The critical question is – how are we going to pay for it?
The Grattan Institute has investigated this issue and have outlined a $27.4 billion plan to achieve meaningful reform of Australia’s aged care sector. Estimates from the Grattan Institute suggest that tax reforms to older Australians’ superannuation earnings and pension asset tests could raise $6.7 billion a year today.
A similar proposal outlined by Professor Anna Howe estimates that a 5 per cent aged care levy applied to the top quarter of super fund balances held by those aged 50 to 70 could generate $5 billion worth of revenue. And a report by StewartBrown indicated that there is over $1.1 billion worth of unspent funds within the sector.
Then there’s the Health Services Union’s idea of a Medicare-style aged care levy. Their proposal estimates that a 0.65% point increase to the Medicare levy could raise $5 billion this year.
Our work for the Royal Commission indicates general public support for an aged care levy.
Both Commissioners also support the idea, albeit they disagree on its scope and whether it should be hypothecated. But this idea may not even get off the ground. On the day of the Final Report’s release, the Prime Minister made it clear that a change to the Medicare levy would not be his first option. And just this week, Sky News reported that the government plans to ignore the Commissioner’s call for an aged care levy.
According to the Health Services Union, $4.4 billion is enough to give every aged care worker a 25 per cent pay rise, and increase the size of the aged care workforce to lift all 2,718 residential aged care facilities to 5 star quality.
How much money does the Government spend on aged care?
The Government spent $21.4 billion on aged care in the 2019/20 financial year, up from $19.9 billion in 2018/19. As Australia’s population continues to age, we can expect that the costs of providing aged care to all Australians in need will continue to rise.
Whilst concerns around the need for sustainable aged care funding are frequently raised, it is notable that concerns around other areas of public expenditure (e.g. defence spending or Australia’s $2 billion HomeBuilder program) are almost never questioned. Such ‘nation building’ programs are given an easier ride than sectors which fall within the caring economy.
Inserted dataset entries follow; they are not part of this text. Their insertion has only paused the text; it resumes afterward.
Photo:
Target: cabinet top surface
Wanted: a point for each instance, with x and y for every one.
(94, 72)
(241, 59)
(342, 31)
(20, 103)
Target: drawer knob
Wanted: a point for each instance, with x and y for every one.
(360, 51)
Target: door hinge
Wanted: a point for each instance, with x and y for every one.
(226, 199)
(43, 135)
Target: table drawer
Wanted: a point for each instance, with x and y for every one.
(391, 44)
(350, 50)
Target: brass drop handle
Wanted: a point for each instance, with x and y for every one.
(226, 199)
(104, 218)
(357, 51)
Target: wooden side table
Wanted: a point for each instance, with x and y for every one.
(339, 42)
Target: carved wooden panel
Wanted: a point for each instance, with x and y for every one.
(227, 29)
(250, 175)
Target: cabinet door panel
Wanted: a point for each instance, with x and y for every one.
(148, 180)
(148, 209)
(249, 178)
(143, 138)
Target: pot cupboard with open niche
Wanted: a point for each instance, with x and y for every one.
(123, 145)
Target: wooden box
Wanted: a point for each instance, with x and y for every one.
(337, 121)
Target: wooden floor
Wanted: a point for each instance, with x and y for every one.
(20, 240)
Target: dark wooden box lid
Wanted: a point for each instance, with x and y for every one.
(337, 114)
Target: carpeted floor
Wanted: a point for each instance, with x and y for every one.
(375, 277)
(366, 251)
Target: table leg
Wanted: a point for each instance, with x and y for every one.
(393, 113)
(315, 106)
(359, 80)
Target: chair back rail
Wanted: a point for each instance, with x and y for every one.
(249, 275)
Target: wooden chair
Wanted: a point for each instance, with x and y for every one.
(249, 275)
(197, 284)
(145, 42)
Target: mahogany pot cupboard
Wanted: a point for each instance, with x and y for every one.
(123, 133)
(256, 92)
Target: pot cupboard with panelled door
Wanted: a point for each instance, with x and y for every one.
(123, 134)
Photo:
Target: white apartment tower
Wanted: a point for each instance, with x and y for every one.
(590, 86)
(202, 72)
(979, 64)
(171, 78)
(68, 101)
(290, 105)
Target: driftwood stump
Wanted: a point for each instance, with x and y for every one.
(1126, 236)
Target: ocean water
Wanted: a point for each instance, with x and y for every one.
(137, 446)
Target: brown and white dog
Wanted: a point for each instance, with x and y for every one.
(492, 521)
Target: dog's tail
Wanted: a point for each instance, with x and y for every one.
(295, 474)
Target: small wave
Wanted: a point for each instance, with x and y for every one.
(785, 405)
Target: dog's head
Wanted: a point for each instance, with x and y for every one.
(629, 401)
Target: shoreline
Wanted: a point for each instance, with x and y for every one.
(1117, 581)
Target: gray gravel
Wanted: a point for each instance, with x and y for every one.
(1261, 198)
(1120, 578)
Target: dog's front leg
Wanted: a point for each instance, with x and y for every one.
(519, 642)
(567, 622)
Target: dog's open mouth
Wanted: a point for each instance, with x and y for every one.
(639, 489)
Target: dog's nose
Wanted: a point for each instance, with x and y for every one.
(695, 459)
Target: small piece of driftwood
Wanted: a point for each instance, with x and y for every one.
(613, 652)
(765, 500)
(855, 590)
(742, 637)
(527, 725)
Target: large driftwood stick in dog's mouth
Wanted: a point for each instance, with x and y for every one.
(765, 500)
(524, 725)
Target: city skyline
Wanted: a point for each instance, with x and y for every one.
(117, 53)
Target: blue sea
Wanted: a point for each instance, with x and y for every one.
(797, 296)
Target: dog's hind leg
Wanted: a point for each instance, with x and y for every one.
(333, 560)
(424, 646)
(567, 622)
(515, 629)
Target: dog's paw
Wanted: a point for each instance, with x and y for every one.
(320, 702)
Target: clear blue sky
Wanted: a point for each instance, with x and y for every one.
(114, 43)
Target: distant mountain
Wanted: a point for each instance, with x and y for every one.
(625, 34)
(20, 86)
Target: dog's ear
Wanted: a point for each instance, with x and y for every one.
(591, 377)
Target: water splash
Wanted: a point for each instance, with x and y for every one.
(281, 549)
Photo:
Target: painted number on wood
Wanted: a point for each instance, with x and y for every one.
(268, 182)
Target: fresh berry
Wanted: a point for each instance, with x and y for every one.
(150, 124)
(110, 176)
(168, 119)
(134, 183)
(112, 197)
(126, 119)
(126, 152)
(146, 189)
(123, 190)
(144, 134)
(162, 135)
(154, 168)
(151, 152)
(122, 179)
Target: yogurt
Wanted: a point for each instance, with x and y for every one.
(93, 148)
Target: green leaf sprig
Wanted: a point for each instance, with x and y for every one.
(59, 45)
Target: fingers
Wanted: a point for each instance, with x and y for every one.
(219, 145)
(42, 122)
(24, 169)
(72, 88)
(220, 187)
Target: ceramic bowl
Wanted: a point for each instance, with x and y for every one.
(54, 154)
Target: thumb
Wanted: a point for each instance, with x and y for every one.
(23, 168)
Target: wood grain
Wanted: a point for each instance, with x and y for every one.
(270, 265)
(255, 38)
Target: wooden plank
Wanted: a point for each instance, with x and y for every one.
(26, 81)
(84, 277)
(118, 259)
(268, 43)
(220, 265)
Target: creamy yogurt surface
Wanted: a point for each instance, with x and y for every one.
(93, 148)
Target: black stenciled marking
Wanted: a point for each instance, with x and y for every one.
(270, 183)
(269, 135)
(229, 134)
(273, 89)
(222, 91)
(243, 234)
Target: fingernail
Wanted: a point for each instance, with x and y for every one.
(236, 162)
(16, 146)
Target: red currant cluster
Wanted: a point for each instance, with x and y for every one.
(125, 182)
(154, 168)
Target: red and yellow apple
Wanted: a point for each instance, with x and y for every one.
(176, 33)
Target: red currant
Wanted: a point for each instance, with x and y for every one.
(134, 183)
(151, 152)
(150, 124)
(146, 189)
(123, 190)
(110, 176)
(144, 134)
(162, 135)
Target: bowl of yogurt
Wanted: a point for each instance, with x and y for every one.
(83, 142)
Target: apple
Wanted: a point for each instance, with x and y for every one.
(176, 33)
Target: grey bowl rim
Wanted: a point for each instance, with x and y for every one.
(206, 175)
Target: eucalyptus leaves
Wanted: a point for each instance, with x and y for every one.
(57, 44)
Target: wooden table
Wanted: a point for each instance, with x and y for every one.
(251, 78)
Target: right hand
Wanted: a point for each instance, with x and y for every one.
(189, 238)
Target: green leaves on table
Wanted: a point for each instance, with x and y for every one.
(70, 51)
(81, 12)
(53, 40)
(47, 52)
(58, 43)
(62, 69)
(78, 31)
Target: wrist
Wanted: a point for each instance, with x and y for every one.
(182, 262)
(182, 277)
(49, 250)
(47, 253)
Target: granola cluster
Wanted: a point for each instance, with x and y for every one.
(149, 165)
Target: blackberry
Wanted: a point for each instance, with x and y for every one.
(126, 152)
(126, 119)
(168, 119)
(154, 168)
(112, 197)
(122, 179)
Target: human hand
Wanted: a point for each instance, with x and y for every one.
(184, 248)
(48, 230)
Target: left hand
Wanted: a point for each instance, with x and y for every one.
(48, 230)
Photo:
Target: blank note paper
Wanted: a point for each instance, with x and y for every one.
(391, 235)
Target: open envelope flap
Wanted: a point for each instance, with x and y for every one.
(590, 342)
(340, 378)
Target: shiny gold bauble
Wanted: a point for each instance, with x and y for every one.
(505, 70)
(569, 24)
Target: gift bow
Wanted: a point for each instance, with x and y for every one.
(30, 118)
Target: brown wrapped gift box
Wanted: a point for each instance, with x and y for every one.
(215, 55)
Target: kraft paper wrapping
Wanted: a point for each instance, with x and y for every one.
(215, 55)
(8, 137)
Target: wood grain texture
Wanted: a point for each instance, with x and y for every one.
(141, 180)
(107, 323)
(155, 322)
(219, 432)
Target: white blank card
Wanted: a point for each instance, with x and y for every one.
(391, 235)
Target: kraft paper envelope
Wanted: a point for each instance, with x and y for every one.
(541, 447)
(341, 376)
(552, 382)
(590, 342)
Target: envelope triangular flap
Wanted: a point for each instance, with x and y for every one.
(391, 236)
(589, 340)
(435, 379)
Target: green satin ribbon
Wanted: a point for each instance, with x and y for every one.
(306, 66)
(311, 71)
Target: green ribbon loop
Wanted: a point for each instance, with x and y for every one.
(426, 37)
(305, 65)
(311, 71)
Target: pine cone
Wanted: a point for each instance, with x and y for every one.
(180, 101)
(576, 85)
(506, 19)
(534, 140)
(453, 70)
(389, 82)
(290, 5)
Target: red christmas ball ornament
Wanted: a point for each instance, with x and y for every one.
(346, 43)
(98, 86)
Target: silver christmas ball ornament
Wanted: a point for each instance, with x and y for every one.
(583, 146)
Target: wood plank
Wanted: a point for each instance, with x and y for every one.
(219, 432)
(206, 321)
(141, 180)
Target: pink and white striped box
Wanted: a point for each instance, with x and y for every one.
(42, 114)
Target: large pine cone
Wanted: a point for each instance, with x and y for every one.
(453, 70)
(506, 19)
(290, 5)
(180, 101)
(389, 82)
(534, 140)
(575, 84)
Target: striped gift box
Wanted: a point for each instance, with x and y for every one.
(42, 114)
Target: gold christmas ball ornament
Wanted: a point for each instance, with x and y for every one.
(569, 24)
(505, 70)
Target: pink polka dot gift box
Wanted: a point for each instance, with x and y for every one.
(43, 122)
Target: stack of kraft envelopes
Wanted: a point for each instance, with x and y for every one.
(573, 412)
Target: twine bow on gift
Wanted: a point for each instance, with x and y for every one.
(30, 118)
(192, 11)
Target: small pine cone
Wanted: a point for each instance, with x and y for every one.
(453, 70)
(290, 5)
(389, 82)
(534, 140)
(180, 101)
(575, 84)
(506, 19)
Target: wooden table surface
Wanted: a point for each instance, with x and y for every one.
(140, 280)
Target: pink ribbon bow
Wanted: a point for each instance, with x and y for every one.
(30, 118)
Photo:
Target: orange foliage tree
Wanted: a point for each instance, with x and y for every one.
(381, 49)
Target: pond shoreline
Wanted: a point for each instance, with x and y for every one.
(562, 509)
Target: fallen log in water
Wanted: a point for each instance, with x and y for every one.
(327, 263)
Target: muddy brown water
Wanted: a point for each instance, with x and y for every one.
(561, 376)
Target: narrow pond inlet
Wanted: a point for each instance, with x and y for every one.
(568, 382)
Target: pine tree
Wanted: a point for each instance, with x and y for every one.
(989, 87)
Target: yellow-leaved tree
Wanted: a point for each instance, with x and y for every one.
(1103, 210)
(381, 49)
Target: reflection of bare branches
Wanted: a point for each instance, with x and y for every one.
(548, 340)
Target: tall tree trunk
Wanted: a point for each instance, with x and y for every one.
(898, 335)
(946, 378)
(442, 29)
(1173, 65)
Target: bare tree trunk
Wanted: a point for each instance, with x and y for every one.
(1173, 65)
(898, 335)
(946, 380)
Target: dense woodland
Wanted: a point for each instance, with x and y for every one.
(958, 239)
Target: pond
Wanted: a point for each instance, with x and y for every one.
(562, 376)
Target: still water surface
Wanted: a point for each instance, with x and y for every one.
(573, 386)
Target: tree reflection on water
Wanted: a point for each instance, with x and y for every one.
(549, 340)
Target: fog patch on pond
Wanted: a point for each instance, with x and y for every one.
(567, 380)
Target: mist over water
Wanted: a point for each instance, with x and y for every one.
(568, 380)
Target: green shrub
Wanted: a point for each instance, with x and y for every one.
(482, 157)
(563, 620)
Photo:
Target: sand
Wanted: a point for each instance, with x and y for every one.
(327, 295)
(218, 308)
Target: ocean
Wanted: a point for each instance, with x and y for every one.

Australia’s defence spending has outstripped aged care spending to the tune of $10 billion per year every year since 2012 (Sourced from the Australian Government Budget Outcomes). In the Government’s flagship Defence White Paper, the phrase “sustainable funding” is never mentioned. Contrast that to the 14 times “sustainable funding” appears in the Commission’s final report.
Should the Government pay whatever it costs to rebuild aged care?
If there is to be a silver lining from the COVID pandemic, it is that it has shown us that the Australian Government can – when it wants to – spend as much money as necessary to resolve a crisis.
Australia’s aged care system is in crisis. Following the shocking tales of abuse and neglect from the Royal Commission nobody would question that.
However, there will be no quick fix solution – no matter how much money is allocated. The real constraint which the Australian government faces is that of the available real resources. The aged care workers. The allied health staff and the nurses. Building a skilled and trained aged care workforce to meet the needs of Australia’s ageing population will take considerable time
Given the Commissioners’ agreement that aged care workers should be better paid and more nurses are needed addressing the shortfalls of the aged care workforce is a sensible first priority.
It will take a whole society effort. Public, private and not-for-profit investment will be needed to elevate the skills and size of the aged care workforce. But if our Government truly cares about older Australians, they already have the financial means to start fixing our aged care system.